Over the course of his 20 years on campus, few people in the Cabrini community have played as many roles in as many different departments as Saleem Brown (’04, MSʼ13). At a time when virtual interactions have become commonplace, Brown remains an engaging, people-first champion of Cabrini and its mission.
“Saleem Brown is an authentic, energizing and student-centered ambassador for Cabrini University,” said Steve Highsmith (’88), Vice President, Advancement and External Affairs. “He joyfully lives the mission of Cabrini.”
Brown joined the office of Institutional Advancement as Executive Director, Community Development and External Relations in summer 2021. This promotion marks the latest stepping stone in Brown’s career, from Cabrini student-athlete to faculty instructor and professional staff member.
“If there has ever been anyone born to work at Cabrini University, it would be Saleem Brown,” said Thomas P. Nerney (’77, HON’15), mentor to Brown and founder of Cabrini’s Nerney Leadership Institute. “Saleem is one of our proudest alums who carries energy, enthusiasm, and passion for the students and the entire community at Cabrini.”
Brown channels that energy in his new role, working to forge partnerships with local businesses, non-profits, and other leaders in the region with the aim of creating both mentorship and internship opportunities for Cabrini students, in addition to fundraising.
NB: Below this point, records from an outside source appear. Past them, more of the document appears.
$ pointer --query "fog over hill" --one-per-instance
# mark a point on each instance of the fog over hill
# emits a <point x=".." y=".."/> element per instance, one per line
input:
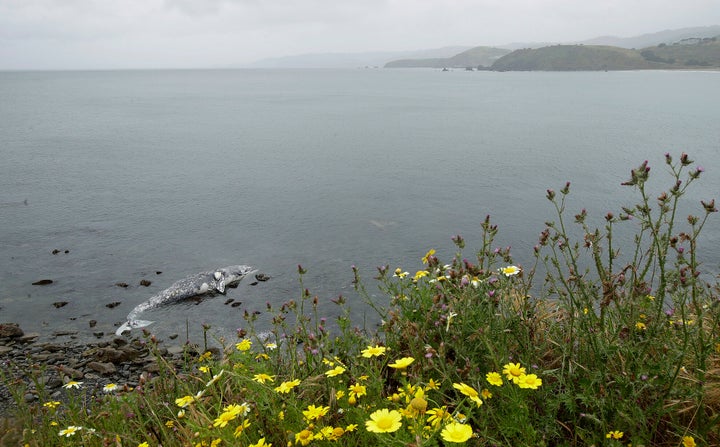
<point x="380" y="58"/>
<point x="354" y="60"/>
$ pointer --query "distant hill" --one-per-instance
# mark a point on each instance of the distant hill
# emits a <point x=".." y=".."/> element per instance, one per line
<point x="571" y="58"/>
<point x="353" y="60"/>
<point x="458" y="56"/>
<point x="474" y="57"/>
<point x="653" y="39"/>
<point x="688" y="53"/>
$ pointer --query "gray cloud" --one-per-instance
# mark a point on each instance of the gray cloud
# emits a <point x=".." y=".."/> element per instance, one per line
<point x="175" y="33"/>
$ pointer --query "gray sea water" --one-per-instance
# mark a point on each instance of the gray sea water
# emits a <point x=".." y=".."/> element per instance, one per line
<point x="138" y="172"/>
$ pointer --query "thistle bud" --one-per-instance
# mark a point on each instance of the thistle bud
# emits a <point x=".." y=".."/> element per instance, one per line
<point x="566" y="189"/>
<point x="684" y="160"/>
<point x="709" y="206"/>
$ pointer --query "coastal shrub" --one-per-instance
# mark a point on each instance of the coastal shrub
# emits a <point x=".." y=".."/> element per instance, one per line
<point x="603" y="339"/>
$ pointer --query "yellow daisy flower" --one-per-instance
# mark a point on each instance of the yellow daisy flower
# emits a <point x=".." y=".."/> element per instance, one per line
<point x="338" y="370"/>
<point x="243" y="345"/>
<point x="456" y="432"/>
<point x="513" y="371"/>
<point x="402" y="363"/>
<point x="286" y="387"/>
<point x="373" y="351"/>
<point x="530" y="381"/>
<point x="384" y="421"/>
<point x="494" y="378"/>
<point x="262" y="378"/>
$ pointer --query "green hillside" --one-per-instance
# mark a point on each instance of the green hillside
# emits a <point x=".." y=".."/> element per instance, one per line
<point x="688" y="53"/>
<point x="572" y="58"/>
<point x="474" y="57"/>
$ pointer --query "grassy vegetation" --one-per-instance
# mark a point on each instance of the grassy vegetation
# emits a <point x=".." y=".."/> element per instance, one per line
<point x="572" y="58"/>
<point x="594" y="344"/>
<point x="704" y="54"/>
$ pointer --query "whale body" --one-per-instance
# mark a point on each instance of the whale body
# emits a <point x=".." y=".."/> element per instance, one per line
<point x="198" y="284"/>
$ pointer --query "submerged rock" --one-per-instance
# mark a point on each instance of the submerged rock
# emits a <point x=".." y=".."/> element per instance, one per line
<point x="10" y="330"/>
<point x="43" y="282"/>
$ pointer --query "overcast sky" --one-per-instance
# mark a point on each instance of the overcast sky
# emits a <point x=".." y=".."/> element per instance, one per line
<point x="87" y="34"/>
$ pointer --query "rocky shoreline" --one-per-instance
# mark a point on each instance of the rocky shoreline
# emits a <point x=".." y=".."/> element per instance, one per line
<point x="38" y="370"/>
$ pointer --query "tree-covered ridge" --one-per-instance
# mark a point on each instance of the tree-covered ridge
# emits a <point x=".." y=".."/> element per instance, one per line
<point x="692" y="53"/>
<point x="689" y="53"/>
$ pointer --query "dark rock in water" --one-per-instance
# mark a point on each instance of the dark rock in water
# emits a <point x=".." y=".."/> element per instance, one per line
<point x="63" y="333"/>
<point x="28" y="338"/>
<point x="43" y="282"/>
<point x="10" y="330"/>
<point x="71" y="372"/>
<point x="102" y="367"/>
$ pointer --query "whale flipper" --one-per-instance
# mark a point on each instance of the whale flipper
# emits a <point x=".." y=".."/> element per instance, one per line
<point x="128" y="325"/>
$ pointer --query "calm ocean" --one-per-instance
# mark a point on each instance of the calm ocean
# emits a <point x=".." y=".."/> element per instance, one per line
<point x="138" y="172"/>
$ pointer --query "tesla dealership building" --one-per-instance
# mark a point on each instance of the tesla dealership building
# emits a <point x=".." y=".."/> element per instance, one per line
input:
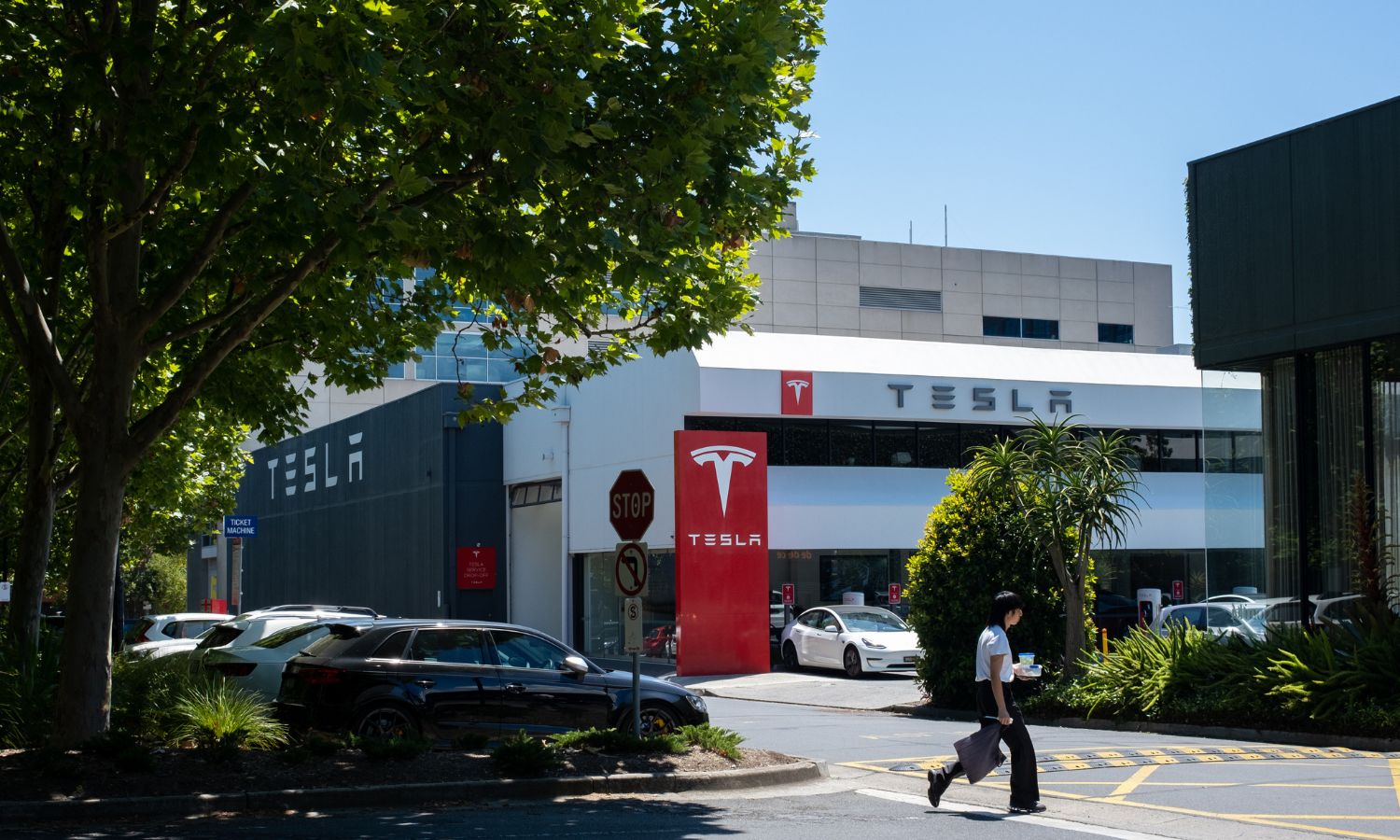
<point x="808" y="454"/>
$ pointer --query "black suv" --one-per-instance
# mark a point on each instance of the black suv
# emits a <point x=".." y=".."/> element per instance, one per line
<point x="403" y="677"/>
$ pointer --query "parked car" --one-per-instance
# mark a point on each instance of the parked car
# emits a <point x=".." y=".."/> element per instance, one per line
<point x="258" y="666"/>
<point x="170" y="627"/>
<point x="1221" y="619"/>
<point x="854" y="638"/>
<point x="408" y="677"/>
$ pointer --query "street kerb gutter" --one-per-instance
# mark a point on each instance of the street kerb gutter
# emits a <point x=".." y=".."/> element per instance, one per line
<point x="13" y="814"/>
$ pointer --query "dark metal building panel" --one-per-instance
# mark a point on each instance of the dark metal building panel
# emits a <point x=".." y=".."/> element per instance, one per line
<point x="356" y="511"/>
<point x="1295" y="240"/>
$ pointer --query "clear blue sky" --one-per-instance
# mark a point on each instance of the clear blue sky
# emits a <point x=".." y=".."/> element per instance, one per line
<point x="1066" y="126"/>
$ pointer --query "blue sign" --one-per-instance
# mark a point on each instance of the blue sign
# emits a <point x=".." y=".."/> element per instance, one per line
<point x="240" y="525"/>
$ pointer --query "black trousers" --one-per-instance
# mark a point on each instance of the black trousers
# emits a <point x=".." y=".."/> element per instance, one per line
<point x="1025" y="787"/>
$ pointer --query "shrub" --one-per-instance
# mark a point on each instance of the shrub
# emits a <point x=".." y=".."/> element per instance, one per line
<point x="146" y="696"/>
<point x="28" y="683"/>
<point x="223" y="720"/>
<point x="716" y="739"/>
<point x="395" y="748"/>
<point x="523" y="755"/>
<point x="973" y="546"/>
<point x="619" y="742"/>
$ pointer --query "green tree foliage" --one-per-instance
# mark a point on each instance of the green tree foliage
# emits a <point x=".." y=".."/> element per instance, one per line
<point x="974" y="546"/>
<point x="199" y="198"/>
<point x="1075" y="490"/>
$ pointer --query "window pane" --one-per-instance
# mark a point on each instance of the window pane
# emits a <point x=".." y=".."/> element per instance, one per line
<point x="1116" y="333"/>
<point x="804" y="442"/>
<point x="938" y="445"/>
<point x="850" y="442"/>
<point x="895" y="444"/>
<point x="994" y="325"/>
<point x="1181" y="451"/>
<point x="1036" y="328"/>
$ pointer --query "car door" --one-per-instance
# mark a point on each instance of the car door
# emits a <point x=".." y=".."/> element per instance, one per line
<point x="450" y="678"/>
<point x="538" y="693"/>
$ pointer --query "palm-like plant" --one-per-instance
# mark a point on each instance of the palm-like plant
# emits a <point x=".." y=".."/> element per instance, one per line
<point x="1075" y="489"/>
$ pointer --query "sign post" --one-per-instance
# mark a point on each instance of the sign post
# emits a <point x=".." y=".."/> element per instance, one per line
<point x="632" y="643"/>
<point x="632" y="503"/>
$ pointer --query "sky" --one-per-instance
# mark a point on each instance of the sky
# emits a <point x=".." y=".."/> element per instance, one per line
<point x="1066" y="126"/>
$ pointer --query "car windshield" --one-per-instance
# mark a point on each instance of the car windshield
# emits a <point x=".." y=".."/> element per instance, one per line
<point x="287" y="636"/>
<point x="875" y="621"/>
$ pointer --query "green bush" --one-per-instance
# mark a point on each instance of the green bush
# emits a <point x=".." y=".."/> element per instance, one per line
<point x="716" y="739"/>
<point x="619" y="742"/>
<point x="523" y="755"/>
<point x="974" y="546"/>
<point x="146" y="696"/>
<point x="223" y="720"/>
<point x="395" y="748"/>
<point x="28" y="685"/>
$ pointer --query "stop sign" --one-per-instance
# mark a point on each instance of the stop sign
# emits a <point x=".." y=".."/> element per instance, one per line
<point x="630" y="504"/>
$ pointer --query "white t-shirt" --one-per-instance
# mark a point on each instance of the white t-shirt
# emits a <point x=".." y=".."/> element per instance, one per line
<point x="991" y="641"/>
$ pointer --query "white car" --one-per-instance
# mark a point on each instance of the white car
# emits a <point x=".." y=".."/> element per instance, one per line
<point x="258" y="666"/>
<point x="170" y="627"/>
<point x="854" y="638"/>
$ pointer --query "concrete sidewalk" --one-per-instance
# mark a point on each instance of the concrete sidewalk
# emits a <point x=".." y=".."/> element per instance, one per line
<point x="829" y="689"/>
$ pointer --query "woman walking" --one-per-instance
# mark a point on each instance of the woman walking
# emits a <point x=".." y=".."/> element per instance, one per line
<point x="994" y="677"/>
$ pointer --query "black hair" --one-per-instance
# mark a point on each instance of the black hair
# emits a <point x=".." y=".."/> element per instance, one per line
<point x="1004" y="602"/>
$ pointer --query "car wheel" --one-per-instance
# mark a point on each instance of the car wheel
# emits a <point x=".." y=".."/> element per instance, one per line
<point x="655" y="720"/>
<point x="386" y="720"/>
<point x="853" y="661"/>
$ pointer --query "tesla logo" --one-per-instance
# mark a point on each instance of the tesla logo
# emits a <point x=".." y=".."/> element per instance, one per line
<point x="722" y="456"/>
<point x="797" y="392"/>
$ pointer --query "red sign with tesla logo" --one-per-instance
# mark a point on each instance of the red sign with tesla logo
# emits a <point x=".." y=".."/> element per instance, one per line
<point x="476" y="568"/>
<point x="721" y="552"/>
<point x="797" y="392"/>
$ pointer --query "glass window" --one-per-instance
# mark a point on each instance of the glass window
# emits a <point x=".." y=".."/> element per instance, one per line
<point x="996" y="325"/>
<point x="456" y="646"/>
<point x="523" y="650"/>
<point x="1116" y="333"/>
<point x="1179" y="451"/>
<point x="1036" y="328"/>
<point x="938" y="445"/>
<point x="805" y="442"/>
<point x="896" y="444"/>
<point x="851" y="442"/>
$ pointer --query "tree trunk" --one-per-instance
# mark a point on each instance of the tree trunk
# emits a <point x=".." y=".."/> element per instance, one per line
<point x="36" y="525"/>
<point x="1072" y="627"/>
<point x="86" y="680"/>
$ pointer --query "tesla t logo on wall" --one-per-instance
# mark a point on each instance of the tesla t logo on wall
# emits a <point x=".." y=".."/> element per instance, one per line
<point x="722" y="456"/>
<point x="797" y="392"/>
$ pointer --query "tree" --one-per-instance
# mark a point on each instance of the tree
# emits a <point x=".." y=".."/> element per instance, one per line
<point x="1075" y="490"/>
<point x="198" y="198"/>
<point x="973" y="546"/>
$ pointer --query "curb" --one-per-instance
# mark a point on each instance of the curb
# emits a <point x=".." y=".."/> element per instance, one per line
<point x="409" y="794"/>
<point x="1179" y="730"/>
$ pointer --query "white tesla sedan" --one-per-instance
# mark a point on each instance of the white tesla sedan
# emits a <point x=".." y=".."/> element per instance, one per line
<point x="854" y="638"/>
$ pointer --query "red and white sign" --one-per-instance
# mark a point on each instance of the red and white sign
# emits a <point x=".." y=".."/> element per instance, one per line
<point x="476" y="568"/>
<point x="797" y="392"/>
<point x="632" y="503"/>
<point x="721" y="552"/>
<point x="630" y="568"/>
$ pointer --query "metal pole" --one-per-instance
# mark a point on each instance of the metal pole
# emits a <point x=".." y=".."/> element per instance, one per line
<point x="636" y="693"/>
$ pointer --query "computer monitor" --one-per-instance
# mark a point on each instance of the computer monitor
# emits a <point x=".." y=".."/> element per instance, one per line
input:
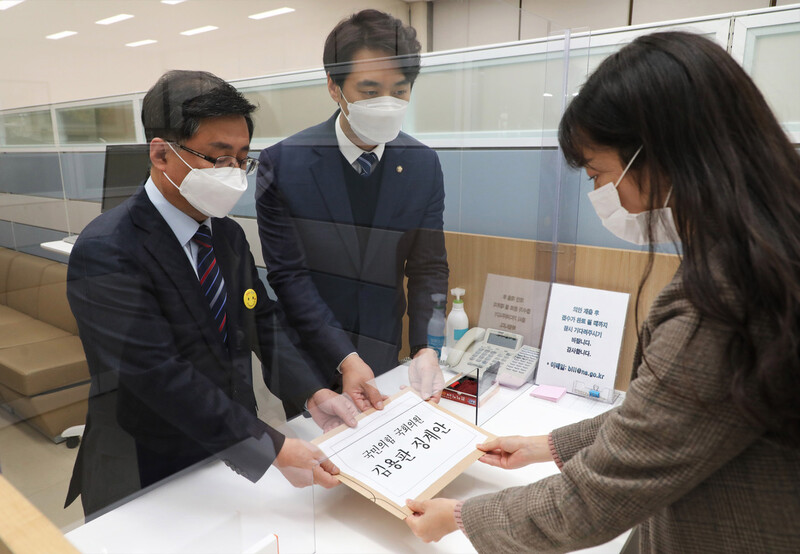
<point x="126" y="167"/>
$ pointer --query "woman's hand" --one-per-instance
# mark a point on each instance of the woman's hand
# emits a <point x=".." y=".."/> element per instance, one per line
<point x="515" y="452"/>
<point x="432" y="519"/>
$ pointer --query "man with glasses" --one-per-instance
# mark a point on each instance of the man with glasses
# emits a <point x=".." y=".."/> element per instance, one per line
<point x="169" y="307"/>
<point x="350" y="212"/>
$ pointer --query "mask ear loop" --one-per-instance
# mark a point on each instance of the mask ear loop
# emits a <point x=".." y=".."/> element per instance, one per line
<point x="181" y="159"/>
<point x="627" y="167"/>
<point x="669" y="194"/>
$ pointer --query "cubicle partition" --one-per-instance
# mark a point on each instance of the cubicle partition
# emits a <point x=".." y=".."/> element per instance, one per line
<point x="513" y="209"/>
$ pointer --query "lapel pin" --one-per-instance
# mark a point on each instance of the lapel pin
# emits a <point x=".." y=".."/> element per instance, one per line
<point x="250" y="299"/>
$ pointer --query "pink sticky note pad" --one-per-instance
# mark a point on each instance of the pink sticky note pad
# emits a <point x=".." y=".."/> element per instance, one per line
<point x="549" y="392"/>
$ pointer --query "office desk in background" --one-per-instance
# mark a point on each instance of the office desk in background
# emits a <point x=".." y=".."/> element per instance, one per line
<point x="212" y="509"/>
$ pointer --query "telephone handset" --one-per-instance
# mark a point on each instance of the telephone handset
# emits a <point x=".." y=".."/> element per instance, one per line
<point x="480" y="349"/>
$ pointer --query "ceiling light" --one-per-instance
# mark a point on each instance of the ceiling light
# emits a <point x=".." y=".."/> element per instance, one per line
<point x="5" y="4"/>
<point x="114" y="19"/>
<point x="62" y="34"/>
<point x="141" y="43"/>
<point x="271" y="13"/>
<point x="199" y="30"/>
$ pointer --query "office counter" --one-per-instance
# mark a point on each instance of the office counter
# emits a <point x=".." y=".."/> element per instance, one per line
<point x="212" y="509"/>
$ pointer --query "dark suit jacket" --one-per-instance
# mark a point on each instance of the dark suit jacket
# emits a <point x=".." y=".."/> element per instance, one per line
<point x="166" y="391"/>
<point x="312" y="253"/>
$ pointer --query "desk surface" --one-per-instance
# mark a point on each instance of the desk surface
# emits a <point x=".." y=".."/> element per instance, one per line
<point x="212" y="509"/>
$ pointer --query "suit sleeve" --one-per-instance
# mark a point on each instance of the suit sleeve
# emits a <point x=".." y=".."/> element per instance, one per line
<point x="286" y="367"/>
<point x="123" y="330"/>
<point x="426" y="265"/>
<point x="289" y="276"/>
<point x="675" y="428"/>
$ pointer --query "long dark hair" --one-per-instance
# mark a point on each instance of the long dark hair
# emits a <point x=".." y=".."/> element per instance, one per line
<point x="709" y="136"/>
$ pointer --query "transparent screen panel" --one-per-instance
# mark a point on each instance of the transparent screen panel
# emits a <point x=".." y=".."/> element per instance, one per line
<point x="30" y="128"/>
<point x="767" y="47"/>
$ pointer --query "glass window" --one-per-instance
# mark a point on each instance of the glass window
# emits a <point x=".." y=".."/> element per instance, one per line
<point x="105" y="123"/>
<point x="27" y="128"/>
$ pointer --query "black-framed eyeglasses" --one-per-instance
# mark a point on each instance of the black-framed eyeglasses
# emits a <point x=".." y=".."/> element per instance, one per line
<point x="249" y="165"/>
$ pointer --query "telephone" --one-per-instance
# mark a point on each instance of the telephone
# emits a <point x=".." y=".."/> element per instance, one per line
<point x="482" y="350"/>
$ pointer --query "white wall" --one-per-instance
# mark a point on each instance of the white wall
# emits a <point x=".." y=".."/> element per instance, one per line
<point x="649" y="11"/>
<point x="463" y="23"/>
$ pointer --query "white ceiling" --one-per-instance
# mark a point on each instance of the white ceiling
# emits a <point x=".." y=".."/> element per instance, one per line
<point x="96" y="62"/>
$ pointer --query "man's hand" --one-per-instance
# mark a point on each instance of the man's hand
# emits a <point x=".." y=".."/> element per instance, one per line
<point x="425" y="375"/>
<point x="432" y="519"/>
<point x="358" y="382"/>
<point x="304" y="464"/>
<point x="515" y="452"/>
<point x="329" y="410"/>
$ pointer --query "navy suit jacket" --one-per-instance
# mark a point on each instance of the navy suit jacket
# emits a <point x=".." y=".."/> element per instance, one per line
<point x="310" y="245"/>
<point x="166" y="391"/>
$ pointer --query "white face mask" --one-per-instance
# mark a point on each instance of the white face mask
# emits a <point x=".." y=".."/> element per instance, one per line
<point x="213" y="191"/>
<point x="632" y="227"/>
<point x="376" y="120"/>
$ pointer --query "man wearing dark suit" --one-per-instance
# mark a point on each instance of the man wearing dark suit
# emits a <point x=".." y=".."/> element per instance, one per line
<point x="349" y="208"/>
<point x="169" y="307"/>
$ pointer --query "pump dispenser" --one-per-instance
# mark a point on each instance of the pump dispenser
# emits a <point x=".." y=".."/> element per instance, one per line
<point x="436" y="323"/>
<point x="457" y="320"/>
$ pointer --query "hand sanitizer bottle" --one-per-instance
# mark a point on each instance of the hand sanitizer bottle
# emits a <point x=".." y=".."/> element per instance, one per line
<point x="457" y="320"/>
<point x="436" y="323"/>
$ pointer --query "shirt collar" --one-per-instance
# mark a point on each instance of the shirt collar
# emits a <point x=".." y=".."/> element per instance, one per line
<point x="350" y="151"/>
<point x="183" y="226"/>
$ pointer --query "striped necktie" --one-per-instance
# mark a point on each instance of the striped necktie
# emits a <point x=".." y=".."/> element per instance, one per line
<point x="367" y="162"/>
<point x="211" y="282"/>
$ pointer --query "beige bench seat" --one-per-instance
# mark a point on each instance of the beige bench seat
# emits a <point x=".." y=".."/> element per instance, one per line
<point x="43" y="372"/>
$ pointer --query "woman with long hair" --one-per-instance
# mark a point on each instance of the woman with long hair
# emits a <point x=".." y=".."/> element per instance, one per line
<point x="703" y="455"/>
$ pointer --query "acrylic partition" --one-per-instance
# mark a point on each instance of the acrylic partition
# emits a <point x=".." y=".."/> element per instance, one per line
<point x="514" y="220"/>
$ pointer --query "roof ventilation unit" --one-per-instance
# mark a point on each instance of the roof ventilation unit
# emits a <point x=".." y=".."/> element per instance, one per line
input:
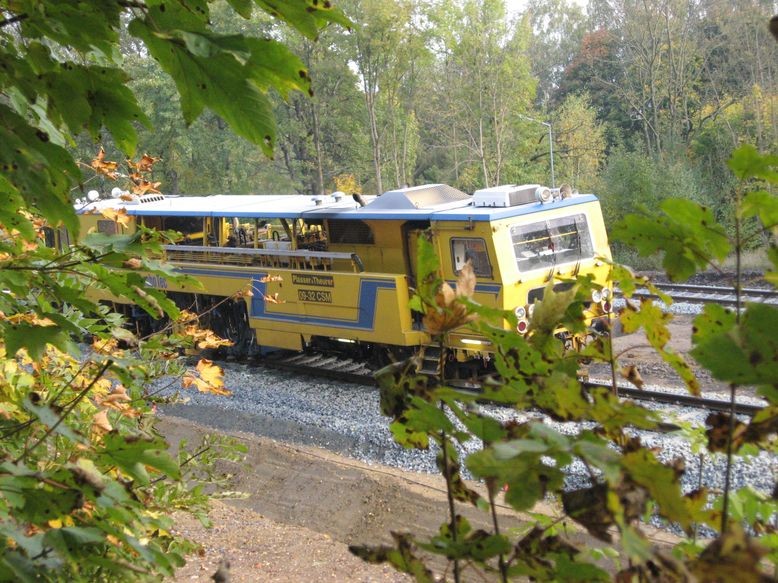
<point x="505" y="195"/>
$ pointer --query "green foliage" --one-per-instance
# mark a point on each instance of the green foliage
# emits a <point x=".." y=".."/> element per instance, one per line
<point x="628" y="480"/>
<point x="87" y="483"/>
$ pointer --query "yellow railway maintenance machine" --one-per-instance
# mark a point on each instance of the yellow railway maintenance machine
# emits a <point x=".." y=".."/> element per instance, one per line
<point x="334" y="273"/>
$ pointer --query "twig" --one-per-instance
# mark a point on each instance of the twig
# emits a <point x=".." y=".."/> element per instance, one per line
<point x="67" y="411"/>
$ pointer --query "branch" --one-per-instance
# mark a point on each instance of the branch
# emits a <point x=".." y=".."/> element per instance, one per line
<point x="13" y="20"/>
<point x="67" y="411"/>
“I want to build partnerships that will not only strengthen our institution, but also strengthen anyone else who we connect with,” said Brown.
Brown aims to share the Cabrini story far and wide, and there is perhaps no one better equipped to tell it.
He transferred to Cabrini in 2001, joining the Men’s Basketball team for three seasons before graduating with a Bachelor’s in Business Administration in 2004. In the 17 years since, the former point guard and student ambassador has never worked anywhere but on this campus. He served nearly 12 years in Admissions, spent 11 years as Assistant Men’s Basketball Coach, and taught sports marketing classes.
“My whole life since I was 19 has been here,” he said. “Cabrini raised me.”
A major component of that upbringing was through athletics. As a Cavaliers basketball player, Brown was what Men’s Lacrosse Head Coach Steve Colfer calls a “glue guy.”
“Every team in every sport needs glue guys—guys who are going to keep the team together,” said Colfer, who worked in Admissions with Brown before coaching Cabrini Men’s Lacrosse to an NCAA Division III National Championship in 2019. “That’s kind of what Saleem’s role was. He was one of those really solid guys you could count on.”
Whether it’s about coaching, students, professional life, or fantasy football, Colfer and Brown have maintained a vibrant and honest relationship throughout their Cabrini careers.
“The beauty of Saleem is that he’s exactly who he was 20 years ago,” Colfer said. “He’s genuine. He’s still the same kid I met 20 years ago in the Admissions Office, laughing and enjoying life. We’re very fortunate to have retained him at this University for as long as we have.”
Prior to his current role in IA, Brown was Associate Director of First-Year Experience within the Center for Student Success. As a first-generation college student from Chester, PA, Brown said he wanted to make sure each incoming student was comfortable coming to him for support.
“I know the difficulties of coming to a new environment and needing to adapt,” he said. “My motto is, ‘A closed mouth don’t get fed.’ Stop me on campus and ask me questions. If you’re down, how can I pick you up? Because I know you’ll pick me up on a day that I’m down.”
According to Colfer, that latter situation is unlikely to happen.
“You never see Saleem in a bad mood,” Colfer said. “He’s always engaging, always upbeat.”
The smile he brings into just about every conversation might not have changed much over time, but Brown has continually sought to improve his skills and contributions to the University.
Nerney, who is also an alumnus of the Cabrini basketball program, said: “I have had the opportunity to spend many visits with Saleem over the years, and every one of them has had the same themes: ‘What can I, Saleem, do to get better and be better down the road?’”
Looking ahead, Brown said he is eager to continue sharing the Cabrini experience with the external community, including in Harrisburg, where he plans to make inroads with state lawmakers and other political influencers.
For Cabrini students, K‒12 students, and his 7-month old son, Donovan, Brown envisions a fairer future brimming with opportunity.
“I want a world where everyone is friendly and has a fair chance to be successful,” he said.
When old neighbors see what Brown has accomplished since leaving Chester, he said they ask with amazement, “How did you do that?”
“I want a world where they say, ‘I knew you were going to do that.’ I want that kind of opportunity to be afforded to the next generation.”